= Aupamanyava =

Vedic sage

In the Vamsa Brahmana of Vedic literature, Aupamanyava is listed as a Vedic sage and teacher of the Sama Veda.

The patronymic Aupamanyava or "Upmanya" establishes him as a descendant of Upamanyu, while the name Kamboja suggests an association with the Kamboja kingdom of the (late Vedic) Mahajanapada period.
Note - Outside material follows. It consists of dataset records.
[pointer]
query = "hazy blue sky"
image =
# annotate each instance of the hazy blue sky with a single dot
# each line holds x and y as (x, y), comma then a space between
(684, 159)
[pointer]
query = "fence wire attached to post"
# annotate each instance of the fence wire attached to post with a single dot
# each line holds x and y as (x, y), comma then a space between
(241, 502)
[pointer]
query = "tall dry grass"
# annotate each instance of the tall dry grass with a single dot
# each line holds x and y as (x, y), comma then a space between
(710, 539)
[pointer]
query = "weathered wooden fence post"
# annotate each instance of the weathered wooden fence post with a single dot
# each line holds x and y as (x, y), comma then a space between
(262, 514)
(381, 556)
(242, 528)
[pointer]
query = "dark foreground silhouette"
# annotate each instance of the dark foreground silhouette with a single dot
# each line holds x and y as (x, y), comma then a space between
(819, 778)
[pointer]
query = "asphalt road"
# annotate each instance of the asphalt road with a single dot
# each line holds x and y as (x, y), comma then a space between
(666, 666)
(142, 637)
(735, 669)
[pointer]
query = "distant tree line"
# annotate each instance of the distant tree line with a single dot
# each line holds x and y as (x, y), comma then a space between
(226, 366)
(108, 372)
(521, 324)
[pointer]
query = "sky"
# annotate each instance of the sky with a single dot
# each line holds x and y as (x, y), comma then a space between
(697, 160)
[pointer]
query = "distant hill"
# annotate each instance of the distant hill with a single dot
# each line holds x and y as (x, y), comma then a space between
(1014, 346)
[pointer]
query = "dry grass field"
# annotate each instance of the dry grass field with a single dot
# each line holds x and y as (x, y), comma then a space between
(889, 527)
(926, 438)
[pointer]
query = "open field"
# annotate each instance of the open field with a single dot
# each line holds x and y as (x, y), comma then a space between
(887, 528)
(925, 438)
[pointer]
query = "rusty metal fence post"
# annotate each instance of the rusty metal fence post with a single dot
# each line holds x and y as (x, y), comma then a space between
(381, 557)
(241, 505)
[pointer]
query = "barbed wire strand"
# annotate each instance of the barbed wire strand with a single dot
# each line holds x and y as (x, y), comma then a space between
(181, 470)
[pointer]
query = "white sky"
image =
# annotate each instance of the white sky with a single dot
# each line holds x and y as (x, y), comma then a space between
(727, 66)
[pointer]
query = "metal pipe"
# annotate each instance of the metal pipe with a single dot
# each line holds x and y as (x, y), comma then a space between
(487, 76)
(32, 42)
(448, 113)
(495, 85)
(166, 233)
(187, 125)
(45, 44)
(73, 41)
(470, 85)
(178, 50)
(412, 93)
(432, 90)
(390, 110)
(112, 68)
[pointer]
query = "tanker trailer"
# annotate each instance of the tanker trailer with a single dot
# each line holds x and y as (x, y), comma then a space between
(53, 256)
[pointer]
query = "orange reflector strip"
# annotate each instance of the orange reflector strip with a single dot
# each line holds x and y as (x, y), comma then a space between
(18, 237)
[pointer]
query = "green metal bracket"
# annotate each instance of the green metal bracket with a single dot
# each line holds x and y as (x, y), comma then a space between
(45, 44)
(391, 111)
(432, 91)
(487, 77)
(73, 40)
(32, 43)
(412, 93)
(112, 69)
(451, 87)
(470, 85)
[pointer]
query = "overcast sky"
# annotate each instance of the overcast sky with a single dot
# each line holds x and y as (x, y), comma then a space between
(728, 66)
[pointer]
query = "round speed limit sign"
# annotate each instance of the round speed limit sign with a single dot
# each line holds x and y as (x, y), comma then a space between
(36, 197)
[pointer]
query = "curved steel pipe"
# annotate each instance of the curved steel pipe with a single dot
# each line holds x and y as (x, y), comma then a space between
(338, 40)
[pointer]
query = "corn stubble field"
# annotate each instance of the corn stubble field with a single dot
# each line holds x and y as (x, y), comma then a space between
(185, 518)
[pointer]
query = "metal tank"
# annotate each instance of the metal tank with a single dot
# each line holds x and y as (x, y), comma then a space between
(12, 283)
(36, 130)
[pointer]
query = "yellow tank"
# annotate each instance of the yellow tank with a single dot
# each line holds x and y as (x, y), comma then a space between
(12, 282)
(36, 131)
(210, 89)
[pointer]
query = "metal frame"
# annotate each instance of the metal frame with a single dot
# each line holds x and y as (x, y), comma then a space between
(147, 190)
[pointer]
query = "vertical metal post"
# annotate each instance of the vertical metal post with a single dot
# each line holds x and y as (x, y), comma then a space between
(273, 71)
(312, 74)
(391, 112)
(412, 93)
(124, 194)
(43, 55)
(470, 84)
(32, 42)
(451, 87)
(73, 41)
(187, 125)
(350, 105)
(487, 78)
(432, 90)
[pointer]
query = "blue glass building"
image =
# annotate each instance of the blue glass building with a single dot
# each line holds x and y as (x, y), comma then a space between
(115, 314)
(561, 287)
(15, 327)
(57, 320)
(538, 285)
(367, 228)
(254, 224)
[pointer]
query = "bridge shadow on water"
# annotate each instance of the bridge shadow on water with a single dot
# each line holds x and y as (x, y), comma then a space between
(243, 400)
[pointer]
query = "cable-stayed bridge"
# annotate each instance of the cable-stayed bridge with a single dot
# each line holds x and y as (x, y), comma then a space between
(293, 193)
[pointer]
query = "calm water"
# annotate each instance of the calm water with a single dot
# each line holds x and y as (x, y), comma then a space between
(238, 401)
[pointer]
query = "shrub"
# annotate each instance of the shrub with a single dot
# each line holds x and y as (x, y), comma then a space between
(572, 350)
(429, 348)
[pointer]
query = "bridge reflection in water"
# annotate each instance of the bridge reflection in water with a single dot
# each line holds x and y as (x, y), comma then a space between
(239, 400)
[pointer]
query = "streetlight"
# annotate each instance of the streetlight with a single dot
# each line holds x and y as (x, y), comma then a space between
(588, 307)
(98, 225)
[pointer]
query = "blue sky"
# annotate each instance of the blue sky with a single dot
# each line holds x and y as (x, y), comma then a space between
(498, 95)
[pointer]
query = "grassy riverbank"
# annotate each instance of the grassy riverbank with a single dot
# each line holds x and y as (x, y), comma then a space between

The Vamsa Brahmana informs us that sage Anandaja had received Vedic learning from the sage Samba, the son of Sarkaraksa, as well as from Kamboja, the son or descendant of Upamanyu.

==Lineage==
The Vamsa Brahamana of the Sama Veda refers to one Rsi Madragara Shaungayani as the teacher of Aupamanyava Kamboja. As the name itself suggests, the risi Madragara Shaungayani belonged to the Madra tribe, i.e. the Uttaramadras who inhabited the northernmost reaches of Punjab.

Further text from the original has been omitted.